И тут же, не сделав никакой паузы, она произнесла большую речь. Она говорила очень быстро и обо всем сразу. Бешено блестя глазами, она сообщила притихнувшему столу, что бросила курить и тотчас потолстела, стала делать зарядку и немедля сбавила в весе, вырвала зуб, хотела вставить фарфоровый, но врач кобенится — сует ей металлический, а она не хочет, не хочет металлических зубов!
Блондинка слушала с ревнивым нетерпением. Едва гостья из Риги умолкла, она сказала:
— Друзья, вы слышали, что Болдыревы разошлись, и на этот раз окончательно?
— Ты шутишь! — воскликнула Ольга.
— Нисколько. Детей они уже поделили, а квартиру еще нет.
— Да, я видел его в театре с какой-то неженой, — задумчиво произнес человек без шеи.
— А я, признаться, никогда не понимала, на чем держится этот брак. Ведь он же умный, одаренный человек. А она — коза. Не та коза, что лань или серна, а самая обыкновенная, вульгарная коза. — Сказав так, женщина с длинным острым подбородком засмеялась.
— Коза! Очень странное определение, — воскликнул молодой человек с немолодым лицом. — У меня другая классификация: все женщины без исключения делятся на кур и кошечек.
— Кто же я в таком случае? — спросила Ольга.
— Курица.
— Как не стыдно!
— На прямой вопрос отвечаю прямо и нелицеприятно, такой уж я человек.
Стол тотчас забыл о Болдыревых, почти все женщины пожелали узнать, кто они. Молодой человек со старым лицом отвечал охотно и не задумываясь. Гостья из Риги была очень довольна, узнав, что она кошечка. Блондинка огорчилась, узнав, что она, скорей всего, курица.
— Пошляк ты, Николай, — устало произнесла женщина с лицом, которое состояло из маленьких аккуратных треугольников: глаза, рот, нос — все у нее было треугольное. — Я могу тебе совершенно официально сообщить, что по моей классификации мужчины делятся на бабников, склочников и алкоголиков. И ты есть бабник — и больше никто.
— Я и не отрицаю. Да, я бабник. И никогда под венец не пойду, — отвечал Николай. — Брак — это совершенно устаревшая форма. В браке любить не надо, любить надо — до брака, параллельно с браком и после брака.
— Фу, какой циник! — закричала Ольга. — Постыдился бы, тут дети. Циник, циник, самый настоящий циник!
— Оля, я готов сделать исключение для вашей семьи. Я согласен: нет правил без исключения, и ваша семья — исключение. Но, кроме вашего брака, назовите мне еще один счастливый? Не найдете и не ищите!
— Какой обаятельный салат! — воскликнула гостья из Риги.
— И вообще, — сказал Николай, — я не святой человек, да еще актер. И я считаю — жить надо так, чтобы не было мучительно стыдно за прожитую жизнь и чтобы, оглянувшись назад, увидеть там толпу женщин и груду бутылок! Выпьем за это!

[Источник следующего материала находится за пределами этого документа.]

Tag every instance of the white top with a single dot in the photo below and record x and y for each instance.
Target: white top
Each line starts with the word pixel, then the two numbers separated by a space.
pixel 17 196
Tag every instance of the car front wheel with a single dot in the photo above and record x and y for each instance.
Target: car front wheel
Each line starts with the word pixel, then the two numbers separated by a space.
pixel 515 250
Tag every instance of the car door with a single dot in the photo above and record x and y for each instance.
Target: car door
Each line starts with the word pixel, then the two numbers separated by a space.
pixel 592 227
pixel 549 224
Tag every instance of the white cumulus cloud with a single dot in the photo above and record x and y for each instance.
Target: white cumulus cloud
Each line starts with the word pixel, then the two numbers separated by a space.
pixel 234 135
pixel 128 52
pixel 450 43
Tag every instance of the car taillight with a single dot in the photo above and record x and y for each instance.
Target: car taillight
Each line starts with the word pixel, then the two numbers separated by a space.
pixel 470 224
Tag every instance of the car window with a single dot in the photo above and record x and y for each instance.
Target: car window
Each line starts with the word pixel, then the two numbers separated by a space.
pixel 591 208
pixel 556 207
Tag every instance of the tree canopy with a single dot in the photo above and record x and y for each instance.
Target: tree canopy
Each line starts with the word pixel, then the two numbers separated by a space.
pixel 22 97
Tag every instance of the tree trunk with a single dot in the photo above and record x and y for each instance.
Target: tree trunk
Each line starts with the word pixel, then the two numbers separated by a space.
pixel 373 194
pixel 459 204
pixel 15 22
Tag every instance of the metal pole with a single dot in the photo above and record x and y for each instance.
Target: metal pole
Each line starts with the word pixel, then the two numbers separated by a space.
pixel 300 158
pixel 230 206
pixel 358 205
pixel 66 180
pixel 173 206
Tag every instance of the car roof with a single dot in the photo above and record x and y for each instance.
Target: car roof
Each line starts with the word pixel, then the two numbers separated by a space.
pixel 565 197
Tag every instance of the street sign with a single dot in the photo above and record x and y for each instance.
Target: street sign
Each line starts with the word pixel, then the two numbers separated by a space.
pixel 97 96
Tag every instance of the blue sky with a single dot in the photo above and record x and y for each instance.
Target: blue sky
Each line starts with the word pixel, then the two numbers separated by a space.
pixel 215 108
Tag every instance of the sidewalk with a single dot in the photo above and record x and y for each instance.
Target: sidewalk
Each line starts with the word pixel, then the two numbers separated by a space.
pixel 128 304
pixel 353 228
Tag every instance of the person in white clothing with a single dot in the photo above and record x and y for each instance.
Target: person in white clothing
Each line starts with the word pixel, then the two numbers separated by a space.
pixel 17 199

— Все это очень остроумно, — сказал человек, сидевший рядом с гостьей из Риги. — Но едва ли стоит глумиться над словами, которые стали девизом для многих поколений советской молодежи.
О таких, как он, Достоевский говорил, что они — счастливой наружности, хотя почему-то несколько отвратительной. У него было красивое лицо, а с маленьких, как у пятилетнего ребенка, губ почти не сходила улыбка. И замечание свое он сделал, слегка улыбаясь.
— Ну наконец-то вы навели порядок. А я удивлялась вашему молчанию.
Сергей поднял глаза и посмотрел на молодую женщину, которая сказала это. Она сидела между Валерием и Толей. Темные волосы, мальчишеская стрижка, синий внимательный взгляд.
— Я не милиционер, чтобы наводить порядок, но, услышав слова, оскорбляющие мой слух, я говорю об этом. Вот, послушаем молодое поколение. Валерий, каков твой жизненный девиз?
— Девизы бывают только у девиц, — угрюмо сказал Валерий.
— Нашли у кого спрашивать! — Ольга сердито поглядела на пасынка. — Он же сплошной дух противоречия. Вот Толик нам скажет. Толик, скажи, какой у тебя девиз?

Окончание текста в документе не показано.